It is sometimes said that football is a game of feet and inches. If that is true then baseball is a game of millimeters. For example a ball hit squarely on the widest part of the bat will generally result in a line drive. But if the ball hits a little high then it may result in a fly ball or even a simple pop out. A little low and the batter will ground out.

Pitchers know that batters rely on timing the swing in order to hit the ball where they would like it. The key pitching counter strategy is to vary the speed of pitches. There is no pitcher in the major leagues who does not have a fast ball and at least one other off speed pitch. Changing speeds is the key to good pitching.

Pitch placement is also essential to good pitching. Generally most pitchers will throw fast inside and soft away. This forces the batter to read the speed earlier than otherwise if he is trying to place the ball by timing his bat angle.

Sometimes the fielders get into the act as well. The second baseman and shortstop will often read the catcher's signals and signal each other as to who will cover second base and who backs up if there is a runner on 1st. In this situation the batter will try to hit 'behind the runner' aiming for the hole between 1st and second. The double play 2nd to short to 1st is slightly more difficult than the short to 2nd to 1st. The reason is that shorts and 2nd basemen are always right handed. The guy at second has to turn his body in order to make the throw back to second with the shortstop covering.

The defense knows the batter will try to hit behind the runner and counters. The pitcher will tend to pitch fastballs inside to make it hard for the batter. The shortstop will probably play closer to 2nd to take the throw. This frees up the 2nd baseman to field a wider range.

There are statistical services that teams buy which analyze where a player is most likely to hit the ball. Usually it is shown as a scatter chart on a baseball diamond. Ted Williams was famous as a player who would predominantly hit to the right side of the field. Consequently several teams came up with the Williams shift, where they left only one outfielder and one infielder on the left side of the diamond. Initially the shift worked and Ted struggled a bit. But he finally demonstrated the fatal flaw in that defense by successfully bunting toward 3rd base which had a gaping hole.

In any one at-bat using these strategies only gives one a small edge, maybe 10%. The average player bats maybe 500 times in a season and there are nine players, so about 4500 chances in a season. On defense there are about the same number of chances for a total of maybe 9,000. But as in trading and gambling, over time a small edge adds up to a winning strategy.

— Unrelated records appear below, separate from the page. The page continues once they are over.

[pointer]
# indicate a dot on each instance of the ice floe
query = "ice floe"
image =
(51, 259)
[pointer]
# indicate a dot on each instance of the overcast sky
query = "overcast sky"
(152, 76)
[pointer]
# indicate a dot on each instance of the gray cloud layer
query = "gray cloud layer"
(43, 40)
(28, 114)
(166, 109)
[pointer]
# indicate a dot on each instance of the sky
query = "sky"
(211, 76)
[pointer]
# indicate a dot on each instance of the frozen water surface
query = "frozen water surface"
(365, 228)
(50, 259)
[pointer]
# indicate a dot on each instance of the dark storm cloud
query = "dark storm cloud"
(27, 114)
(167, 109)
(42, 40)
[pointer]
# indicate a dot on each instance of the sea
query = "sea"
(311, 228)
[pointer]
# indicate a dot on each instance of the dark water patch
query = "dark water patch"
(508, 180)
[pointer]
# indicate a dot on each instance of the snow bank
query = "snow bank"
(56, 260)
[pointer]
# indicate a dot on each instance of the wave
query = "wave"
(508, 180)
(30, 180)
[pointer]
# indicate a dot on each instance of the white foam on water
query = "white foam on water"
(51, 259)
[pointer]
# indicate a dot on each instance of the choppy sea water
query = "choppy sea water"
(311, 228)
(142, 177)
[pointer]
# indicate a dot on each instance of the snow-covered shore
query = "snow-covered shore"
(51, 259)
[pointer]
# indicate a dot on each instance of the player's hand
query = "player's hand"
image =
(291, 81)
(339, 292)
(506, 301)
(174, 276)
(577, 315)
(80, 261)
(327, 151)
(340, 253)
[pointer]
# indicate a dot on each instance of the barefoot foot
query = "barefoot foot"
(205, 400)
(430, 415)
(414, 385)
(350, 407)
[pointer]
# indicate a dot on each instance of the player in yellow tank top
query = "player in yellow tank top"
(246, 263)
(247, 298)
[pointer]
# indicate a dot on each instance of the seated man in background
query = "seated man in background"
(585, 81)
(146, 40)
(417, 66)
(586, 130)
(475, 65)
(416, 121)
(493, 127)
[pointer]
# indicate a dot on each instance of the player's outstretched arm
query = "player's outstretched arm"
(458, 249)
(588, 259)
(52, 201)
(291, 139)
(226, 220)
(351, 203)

Dr. McDonnell is the author of Optimal Portfolio Modeling, Wiley, 2008

Dean Davis adds:

On the two youth teams I coach we move our players into spaces where they have a greater chance to make a play depending on the pitch I call. For example I'll signal the right fielder to move in and to his left when I am pitching a right hander at the belt, but off the plate (away). That results in many outs from weakly hit fly balls to right field that would otherwise be singles that drop in. Sometimes we luck into a grounder hit through the hole that the tight right fielder can throw out at 1st. I build a defensive game plan around the tempting pitch that is hard to hit well.

Ken Drees writes:

In early youth leagues we were coached to check out the third baseman's position. If a right handed batter simply turned himself somewhat towards third base and opened his stance towards left, he could aim a hit down the line or in the hole depending on the 3rd baseman's position. This also gave the batter a better chance of making it to first since it was the 3rd baseman or left fielder against runner. The 3rd baseman had to field and make the long throw over to first and beat the runner. This was versus hitting the ball up the middle, where pitcher, second baseman or short stop seemed to be covering and the throws to first were more manageable.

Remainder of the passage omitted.